My ISP added IPv6 support and my router began handing out IPv6 addresses. How did I know this?

1. My AppleTV began stuttering during playback.

2. My old iMac began crashing every time it connected to the wifi.

At least the iMac has an option to disable IPv6. The AppleTV has no such option so I had to do it in the router.

jakey_bakey18 days ago

It always sends me to sleep when IP enthusiasts lament the lack of adoption for IPv6.

It's obvious to anyone that looks at the two formats that any kind of hacky workaround like NAT gateways will be preferable indefinitely to actually adopting the monstrosity that is IPv6.

shmerl18 days ago

NAT is the monstrosity, not IPv6.

dist-epoch18 days ago

But has the nice side-effect of working as a firewall, before traffic gets to you.

RiverCrochet18 days ago

- Did you disable UPnP on your router? If not, any device behind the router can simply ask the router to open a port, typically without authentication, bypassing this "firewall" completely.

- TURN and STUN trivially bypass this side-effect, and a side effect of that is a third party has to often be involved, which can be collecting data later leaked or used against you.

- The monstrosity of NAT is that it's the core thing that drives centralization - because of NAT any two Internet hosts generally have to involve a third party to communicate, a third party which again, can be collecting data later leaked or used against you.

If you don't care about the security implications of the above, then you don't really care about the "firewall" either.

+1
dist-epoch17 days ago
+1
cyberax18 days ago
ianburrell18 days ago

IPv6 routers use a stateful firewall just like NAT includes. Just without the problems of NAT.

+1
simoncion18 days ago
shmerl18 days ago

No, it does not. Always use a firewall if you need a firewall. NAT is not a replacement for it.

megous17 days ago

You just have outbound NAT enabled, so that your internal nodes can access the internet, no mapping to any internal nodes is set from the outside and no firewall. (just NAT alone) So all packets to your router's address will terminate at the router.

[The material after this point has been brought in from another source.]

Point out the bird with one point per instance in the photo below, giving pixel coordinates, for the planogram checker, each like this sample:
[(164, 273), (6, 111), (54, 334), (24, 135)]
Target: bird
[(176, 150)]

Right?

OK, let's say I send a packet to your router's external interface with destination IP set to internal address of one of nodes in your network.

Will it reach your internal host? Will I get a response? ;-) I hope you now appreciate how NAT is not a firewall at all.

9rx18 days ago

NAT has the side-effect of working as a shower curtain. It will mostly keep light drops of water out, but will not stand up to a fire.

Dylan1680717 days ago

Having one and a half firewalls doing overlapping work and making things more complicated is not what I call nice.

kalleboo17 days ago

The real hacky workaround that we have adopted is just centralizing the whole internet in like 5 giant companies and making everyone else into passive consumers who can't even make a voice call to each other without giving some form of payment to a cloud giant.

8bitsrule17 days ago

This article would be more useful if it started with an abstract.

chromehearts18 days ago

IPv6 will change the world. Believe in it

grishka18 days ago

How many more decades will I have to wait to have IPv6 from my ISP though?

simoncion18 days ago

Try switching ISPs. [0] Even Comcast provided me IPv6 service fifteen, twenty years ago.

[0] Yes, I am aware that that's simply not possible for most folks. I used to be most folks, so I definitely know.

grishka17 days ago

You're underestimating just how rare IPv6 is in my country. It's mostly found only in datacenters.

simoncion14 days ago

> underestimating

How could I have even begun to estimate? At the time I wrote my comment, I had zero information on which to base an estimate.

Barathkanna17 days ago

TLDR: IPv4 is fully exhausted and no longer growing. Internet growth now depends on IPv6 adoption and address sharing, but IPv6 rollout is still uneven across regions.